These as well as other infinitesimal issues led to the crusade and agitation for the evacuation of Fulanis from the Western part as they have refused to be acquiescent and their actions are becoming unbearable in the communities. Therefore, an ultimatum to leave was given to the Fulanis at Igangan, Ayete in Ibarapa North local Government Area of Oyo State.
It is with respect to this, that I peer into the Constitutionality or otherwise of the action, inaction and reaction.

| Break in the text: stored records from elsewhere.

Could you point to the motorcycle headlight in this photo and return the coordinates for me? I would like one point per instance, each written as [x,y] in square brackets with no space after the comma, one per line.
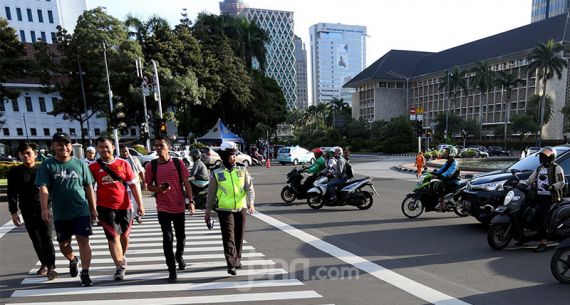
[509,197]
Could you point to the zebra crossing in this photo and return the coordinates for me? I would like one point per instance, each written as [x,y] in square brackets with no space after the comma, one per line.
[204,281]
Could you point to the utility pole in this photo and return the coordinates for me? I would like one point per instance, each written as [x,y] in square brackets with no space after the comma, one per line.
[115,131]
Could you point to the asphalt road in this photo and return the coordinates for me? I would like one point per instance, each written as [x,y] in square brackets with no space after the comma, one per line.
[424,259]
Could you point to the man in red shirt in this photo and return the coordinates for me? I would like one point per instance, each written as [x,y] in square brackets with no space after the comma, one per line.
[113,176]
[167,181]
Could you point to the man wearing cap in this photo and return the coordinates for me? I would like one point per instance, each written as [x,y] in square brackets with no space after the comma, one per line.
[232,195]
[90,155]
[67,182]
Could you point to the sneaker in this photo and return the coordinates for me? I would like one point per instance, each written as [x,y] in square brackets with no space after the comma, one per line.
[42,270]
[73,271]
[120,274]
[85,279]
[52,275]
[181,263]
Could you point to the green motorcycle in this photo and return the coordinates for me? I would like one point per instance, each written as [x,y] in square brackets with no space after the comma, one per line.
[424,198]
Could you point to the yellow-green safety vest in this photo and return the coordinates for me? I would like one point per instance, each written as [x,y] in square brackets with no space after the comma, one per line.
[231,192]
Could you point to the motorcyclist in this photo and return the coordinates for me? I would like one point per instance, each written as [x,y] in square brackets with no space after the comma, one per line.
[337,174]
[549,182]
[199,173]
[314,169]
[448,175]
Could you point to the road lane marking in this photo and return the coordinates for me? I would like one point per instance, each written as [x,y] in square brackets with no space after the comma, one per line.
[207,299]
[43,292]
[157,276]
[412,287]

First and foremost, every citizen of Nigeria enjoys fundamental rights which are guaranteed by the Constitution of Nigeria. The provision of section 41 of the Constitution of Federal Republic of Nigeria 1999 (hereafter CFRN) is to the effect that every citizen of the country has the right to move freely and reside in any part of the country. However, we should not forget that this rights can be derogated from and restricted on, in the interest of defence, public safety, public order etc as contained in section 45 of the CFRN, especially, when others right to life, personal liberty, dignity, freedom of movement have been grossly and gravely violated.
In other words, the Fulanis have rights of movement and not to talk of the fact that they are nomadic by nature. However, in exercising this right, they have stepped on and violated the rights of other people by trespassing on their farm land, maiming, looting, kidnapping, raping and other miscellaneous vices, especially in the south-western part of the nation. These among other infinite anomalies led to frustrating propulsion and made individual to sort for self-help so as to knock off the wanton violence perpetrated on the land because the government has not taken a swift and drastic actions.
It is as a result of this fact, that a question has been lingering in the atmosphere on who has the duty to foil the atrocities and insecurities in our communities. Without doubt, our Constitution is regarded as the grund norm for its validity prevails over other laws. Base on this, the control and order of security are vested in the Executive (section 5 [1-2] of the CFRN) to exercise the power judiciously, cautiously and conscientiously. It is as a result of the failure to do the needful swiftly that made the people to resort to self-help.
In conclusion, the Constitution guarantees and protects the human rights of the individual in Nigeria, and it must be exercised without infringing upon other people’s rights. Lastly, the power to strike the iron of insecurities resides in the Executive (President or Governor as the case may be). Therefore, it should exercise this power swiftly in order to save its subjects.